Tancredi Collezione Peggy Guggenheim / Venezia

8 Marzo 2017

Undici sale come fossero undici stazioni laiche. Undici capitoli di un percorso irrequieto e inarrestabile. Poco più di novanta, selezionate opere per passare in rassegna quell’avventura di estrema mobilità mentale e di bruciante varietà di segni e di forme che caratterizzano l’opera di Tancredi. Un continuo divenire che scarta l’idea, il modello, per privilegiare il fenomeno, senza però che questo venga “descritto”, quanto invece sempre creato. Non disegni, ma segni, non metafore, ma costruzioni di mondo: immagini che sembrano ogni volta rimeditare il ritmo fluente e inafferrabile dell’infinito. Persino le prime matite su carta sono cariche di suggestioni simboliste: guardano al soggetto, ma in maniera corsiva, stilizzata, astratta. È già la magica percezione dello spazio non misurabile, non visibile direttamente, ma solo immaginabile, a interessare Tancredi. “Dal punto io parto”, scrive, perchè è l’elemento geometrico più lontano da qualsiasi immagine di forma e “ha per legge il vuoto da tutte le parti”. Ne viene un susseguirsi di gremite tessiture di colore, di impulsi calligrafici fatti di segni, punteggiature, virgole: una evocazione di galassie lontane, senza contorni definiti, senza dimensioni certe.
La sua è sempre una Natura vergine o una Primavera (come suonano i titoli di opere del 1952-53), perchè ritiene che “la pittura sia appena nata…” e che muti con il mutare delle stagioni, degli umori, dei luoghi.
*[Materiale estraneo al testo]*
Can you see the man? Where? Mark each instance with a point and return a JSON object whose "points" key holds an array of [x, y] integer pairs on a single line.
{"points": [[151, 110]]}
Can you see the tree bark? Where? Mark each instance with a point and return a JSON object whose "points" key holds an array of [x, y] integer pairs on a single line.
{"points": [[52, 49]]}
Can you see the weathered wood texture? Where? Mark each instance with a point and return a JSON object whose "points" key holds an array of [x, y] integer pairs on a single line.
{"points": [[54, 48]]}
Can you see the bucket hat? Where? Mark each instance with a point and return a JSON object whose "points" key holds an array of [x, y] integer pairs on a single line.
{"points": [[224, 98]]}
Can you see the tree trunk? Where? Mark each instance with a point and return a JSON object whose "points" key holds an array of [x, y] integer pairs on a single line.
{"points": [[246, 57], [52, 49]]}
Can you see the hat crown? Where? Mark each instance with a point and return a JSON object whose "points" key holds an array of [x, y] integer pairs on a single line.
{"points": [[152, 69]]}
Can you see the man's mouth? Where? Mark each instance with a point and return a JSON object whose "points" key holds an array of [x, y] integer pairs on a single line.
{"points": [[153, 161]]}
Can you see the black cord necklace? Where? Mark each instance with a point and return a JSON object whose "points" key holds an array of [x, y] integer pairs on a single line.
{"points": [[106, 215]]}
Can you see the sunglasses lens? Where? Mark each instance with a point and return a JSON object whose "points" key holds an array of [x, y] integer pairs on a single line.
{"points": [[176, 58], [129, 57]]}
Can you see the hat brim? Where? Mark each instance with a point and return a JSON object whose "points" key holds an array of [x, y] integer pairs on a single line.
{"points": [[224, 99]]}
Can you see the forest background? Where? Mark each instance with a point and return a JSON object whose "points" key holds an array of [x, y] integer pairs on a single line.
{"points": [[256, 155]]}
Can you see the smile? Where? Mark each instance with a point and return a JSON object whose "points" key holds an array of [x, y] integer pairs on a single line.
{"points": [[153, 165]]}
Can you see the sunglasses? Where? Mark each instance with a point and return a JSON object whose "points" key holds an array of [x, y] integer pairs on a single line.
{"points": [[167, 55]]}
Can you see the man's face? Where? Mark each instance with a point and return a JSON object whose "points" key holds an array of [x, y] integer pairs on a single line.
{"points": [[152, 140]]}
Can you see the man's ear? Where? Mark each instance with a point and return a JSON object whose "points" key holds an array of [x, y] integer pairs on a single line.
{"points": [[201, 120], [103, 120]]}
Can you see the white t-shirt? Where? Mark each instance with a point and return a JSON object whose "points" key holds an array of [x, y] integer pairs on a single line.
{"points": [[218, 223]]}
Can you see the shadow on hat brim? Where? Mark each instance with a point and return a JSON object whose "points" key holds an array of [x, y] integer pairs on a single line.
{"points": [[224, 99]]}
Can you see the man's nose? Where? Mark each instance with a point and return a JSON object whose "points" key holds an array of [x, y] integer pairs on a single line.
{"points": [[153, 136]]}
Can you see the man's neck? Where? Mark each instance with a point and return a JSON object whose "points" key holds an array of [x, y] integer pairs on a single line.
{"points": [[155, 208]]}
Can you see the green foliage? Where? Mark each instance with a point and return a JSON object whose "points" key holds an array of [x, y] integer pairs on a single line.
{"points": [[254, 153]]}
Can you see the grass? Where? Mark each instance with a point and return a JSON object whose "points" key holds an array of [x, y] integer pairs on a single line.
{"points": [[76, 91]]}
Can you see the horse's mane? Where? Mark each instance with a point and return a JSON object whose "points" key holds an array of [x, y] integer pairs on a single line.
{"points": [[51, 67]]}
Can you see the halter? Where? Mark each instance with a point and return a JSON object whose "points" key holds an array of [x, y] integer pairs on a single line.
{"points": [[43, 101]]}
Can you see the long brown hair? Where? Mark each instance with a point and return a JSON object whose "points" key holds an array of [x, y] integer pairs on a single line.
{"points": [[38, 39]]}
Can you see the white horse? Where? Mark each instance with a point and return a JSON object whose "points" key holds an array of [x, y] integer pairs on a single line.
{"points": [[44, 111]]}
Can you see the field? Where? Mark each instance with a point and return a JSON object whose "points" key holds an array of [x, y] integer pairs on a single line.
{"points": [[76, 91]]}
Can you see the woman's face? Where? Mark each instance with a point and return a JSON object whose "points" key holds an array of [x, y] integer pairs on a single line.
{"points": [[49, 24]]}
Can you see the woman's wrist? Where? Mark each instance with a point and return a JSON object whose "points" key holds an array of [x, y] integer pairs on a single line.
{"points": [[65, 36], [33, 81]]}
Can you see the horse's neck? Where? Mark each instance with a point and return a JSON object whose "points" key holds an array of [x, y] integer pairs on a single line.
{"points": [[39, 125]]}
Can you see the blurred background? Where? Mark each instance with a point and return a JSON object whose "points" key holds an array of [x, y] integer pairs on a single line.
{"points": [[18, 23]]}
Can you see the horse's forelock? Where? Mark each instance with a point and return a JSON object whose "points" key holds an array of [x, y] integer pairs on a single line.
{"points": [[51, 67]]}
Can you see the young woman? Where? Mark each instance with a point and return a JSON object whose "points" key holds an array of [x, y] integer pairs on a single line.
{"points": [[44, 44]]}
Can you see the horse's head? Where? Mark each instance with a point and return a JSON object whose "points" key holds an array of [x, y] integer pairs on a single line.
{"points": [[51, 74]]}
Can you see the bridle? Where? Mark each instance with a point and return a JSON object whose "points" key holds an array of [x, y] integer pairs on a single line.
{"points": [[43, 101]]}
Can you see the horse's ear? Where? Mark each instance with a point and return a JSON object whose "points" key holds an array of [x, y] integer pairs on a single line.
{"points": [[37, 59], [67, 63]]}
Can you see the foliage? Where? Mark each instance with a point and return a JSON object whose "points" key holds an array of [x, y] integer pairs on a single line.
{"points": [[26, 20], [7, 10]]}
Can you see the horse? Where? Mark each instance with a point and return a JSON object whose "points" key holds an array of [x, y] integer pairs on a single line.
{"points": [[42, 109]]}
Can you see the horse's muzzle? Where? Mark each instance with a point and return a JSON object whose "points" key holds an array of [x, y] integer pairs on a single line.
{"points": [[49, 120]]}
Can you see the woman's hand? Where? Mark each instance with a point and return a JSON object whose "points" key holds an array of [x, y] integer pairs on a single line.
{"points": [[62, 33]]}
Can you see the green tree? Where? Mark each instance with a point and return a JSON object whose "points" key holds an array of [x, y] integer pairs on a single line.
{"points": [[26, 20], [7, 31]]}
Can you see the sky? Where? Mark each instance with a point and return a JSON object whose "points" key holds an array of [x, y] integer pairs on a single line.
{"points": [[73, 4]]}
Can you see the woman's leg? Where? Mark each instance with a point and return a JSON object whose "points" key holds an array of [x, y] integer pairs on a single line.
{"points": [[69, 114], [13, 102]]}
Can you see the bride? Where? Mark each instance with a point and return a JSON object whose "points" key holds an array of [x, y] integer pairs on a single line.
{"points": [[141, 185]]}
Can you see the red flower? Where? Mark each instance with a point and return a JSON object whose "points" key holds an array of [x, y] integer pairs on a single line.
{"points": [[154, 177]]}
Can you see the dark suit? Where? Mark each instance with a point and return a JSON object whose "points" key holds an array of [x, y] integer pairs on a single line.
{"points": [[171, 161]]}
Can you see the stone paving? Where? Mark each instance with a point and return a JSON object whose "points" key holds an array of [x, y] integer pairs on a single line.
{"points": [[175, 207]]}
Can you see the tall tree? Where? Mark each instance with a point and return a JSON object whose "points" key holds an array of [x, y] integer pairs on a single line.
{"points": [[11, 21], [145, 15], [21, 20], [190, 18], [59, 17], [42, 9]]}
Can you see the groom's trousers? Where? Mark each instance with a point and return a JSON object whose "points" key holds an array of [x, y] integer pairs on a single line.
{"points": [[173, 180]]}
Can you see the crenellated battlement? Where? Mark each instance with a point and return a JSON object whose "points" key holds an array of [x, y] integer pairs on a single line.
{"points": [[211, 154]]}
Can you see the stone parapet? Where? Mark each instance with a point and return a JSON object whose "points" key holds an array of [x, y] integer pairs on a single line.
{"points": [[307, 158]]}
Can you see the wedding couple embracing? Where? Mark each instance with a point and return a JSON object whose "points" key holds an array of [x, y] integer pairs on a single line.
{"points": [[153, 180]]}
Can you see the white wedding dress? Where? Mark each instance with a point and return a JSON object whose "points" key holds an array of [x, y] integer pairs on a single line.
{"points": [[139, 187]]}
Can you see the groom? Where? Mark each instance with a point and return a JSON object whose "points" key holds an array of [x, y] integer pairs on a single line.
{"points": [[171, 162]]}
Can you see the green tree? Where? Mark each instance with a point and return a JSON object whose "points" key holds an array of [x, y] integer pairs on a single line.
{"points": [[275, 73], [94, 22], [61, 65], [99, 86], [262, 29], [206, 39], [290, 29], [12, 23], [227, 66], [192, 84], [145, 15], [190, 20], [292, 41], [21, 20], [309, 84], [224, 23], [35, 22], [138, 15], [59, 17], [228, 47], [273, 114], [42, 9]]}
Così, in A proposito di Venezia (del 1958) il colore sembra farsi pelle trasparente, diafana, incorporea, quasi per consentire alla luce di affiorare da dietro la superficie. Mentre in A proposito dell’atmosfera norvegese (del 1959), i toni si fanno più freddi, i piani più scanditi, le materie più dense. Tancredi vuole avere il mondo dentro, dice che “un uomo è grande quanto più universo ha in sè”. Ma a partire dagli anni ‘60 questo universo si fa dolente, si riempie di fantasmi, di grafie febbrili e stralunate. I quadri appaiono sempre solari, disseminati di un colore sontuoso e brillante, ma con sopra collages, carte da parati, fiori di stoffa. È come se Tancredi volesse replicare con ironia Fiori dipinti da me e da altri 101% (1962) al debordante New Dada di Rauschenberg. La sua, è la risposta di un artista italiano, innamorato della pittura, della natura: di un mondo impossibile a fronte di un mondo divenuto tutto “oggettuale”.